P2QRH / BIP-360 Update

The discussion initiated by Matt Corallo focuses on several key aspects and concerns surrounding the BIP 360 proposal, particularly in relation to post-quantum (PQ) cryptographic proposals within the Bitcoin protocol. The conversation delves into the specifics of selective disclosure as outlined in BIP 360, where it is highlighted that the proposal allows for the creation of a Merkle root consisting of public key hashes. This system permits spending from the root by revealing the public keys and their corresponding valid signatures. However, Corallo raises a critical issue regarding the potential vulnerability to quantum adversaries, specifically questioning the mechanism's security against an adversary capable of breaking secp256k1 and then attempting to spend from the root by exploiting the selective disclosure feature.

Further, Corallo critiques the proposed attestation structure intended to accompany the witness, pointing out a potential loophole that could allow the embedding of arbitrary data via selective disclosure, despite the original intention to prevent such actions. This critique extends to question the overall design and its implications on the integrity and security of the protocol.

Regarding multi-signature scenarios, there's an expression of concern over the specification's failure to achieve the claimed 256-bit security, with a hypothetical attack scenario provided to illustrate the feasibility of bypassing the intended security measures through Merkle root collisions. This highlights a significant oversight in the current specification that could undermine the security of multi-signature transactions within the protocol.

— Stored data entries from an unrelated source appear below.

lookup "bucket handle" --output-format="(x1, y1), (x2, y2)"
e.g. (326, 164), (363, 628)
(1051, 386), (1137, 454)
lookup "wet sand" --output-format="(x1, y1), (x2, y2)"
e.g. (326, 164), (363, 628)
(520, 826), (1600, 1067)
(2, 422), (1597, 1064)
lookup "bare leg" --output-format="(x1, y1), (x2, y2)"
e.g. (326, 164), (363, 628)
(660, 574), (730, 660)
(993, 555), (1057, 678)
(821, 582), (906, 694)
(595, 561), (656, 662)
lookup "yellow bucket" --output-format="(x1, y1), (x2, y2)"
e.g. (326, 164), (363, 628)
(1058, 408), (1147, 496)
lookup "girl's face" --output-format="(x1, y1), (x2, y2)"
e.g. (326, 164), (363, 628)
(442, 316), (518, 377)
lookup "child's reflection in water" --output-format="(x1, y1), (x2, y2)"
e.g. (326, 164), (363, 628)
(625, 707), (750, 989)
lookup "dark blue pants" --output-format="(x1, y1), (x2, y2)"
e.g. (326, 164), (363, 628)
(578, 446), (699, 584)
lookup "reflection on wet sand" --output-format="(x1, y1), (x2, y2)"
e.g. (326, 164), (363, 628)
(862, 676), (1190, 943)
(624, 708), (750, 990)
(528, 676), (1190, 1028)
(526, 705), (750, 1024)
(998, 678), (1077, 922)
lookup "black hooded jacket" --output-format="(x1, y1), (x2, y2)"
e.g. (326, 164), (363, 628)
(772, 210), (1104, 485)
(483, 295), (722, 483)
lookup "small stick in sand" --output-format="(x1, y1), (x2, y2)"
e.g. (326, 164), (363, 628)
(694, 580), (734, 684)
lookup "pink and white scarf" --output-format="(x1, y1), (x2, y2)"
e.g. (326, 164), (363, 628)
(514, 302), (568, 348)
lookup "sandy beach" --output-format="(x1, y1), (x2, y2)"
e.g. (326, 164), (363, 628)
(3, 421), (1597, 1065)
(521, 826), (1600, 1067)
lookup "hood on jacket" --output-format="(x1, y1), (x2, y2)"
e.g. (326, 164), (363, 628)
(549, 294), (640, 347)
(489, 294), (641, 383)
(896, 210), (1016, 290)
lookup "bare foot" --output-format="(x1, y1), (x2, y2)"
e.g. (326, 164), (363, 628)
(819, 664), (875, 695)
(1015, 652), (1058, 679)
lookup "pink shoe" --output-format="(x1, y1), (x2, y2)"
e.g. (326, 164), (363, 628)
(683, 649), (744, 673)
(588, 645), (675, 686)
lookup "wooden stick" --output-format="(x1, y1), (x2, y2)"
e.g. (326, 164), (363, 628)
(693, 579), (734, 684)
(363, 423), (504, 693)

Corallo also reflects on the broader implications of introducing multiple PQ schemes to the Bitcoin consensus protocol, suggesting that this approach complicates the protocol without necessarily resolving the core issue of selecting the most appropriate PQ scheme. He emphasizes the importance of careful specification and implementation of new cryptographic schemes to maintain the integrity and security of the protocol, drawing on the motivation behind the creation of libsecp256k1 to argue for a cautious approach to incorporating new cryptographic assumptions.

The email closes with considerations on designing hybrid schemes that offer protection against both classic and quantum attacks, highlighting recent progress in the domain of signature aggregation as a promising avenue for reducing signature size and verification costs, particularly in the context of hash-based signatures and Falcon aggregation. This perspective underscores the ongoing exploration and development efforts in enhancing the security and efficiency of cryptographic protocols within the Bitcoin ecosystem.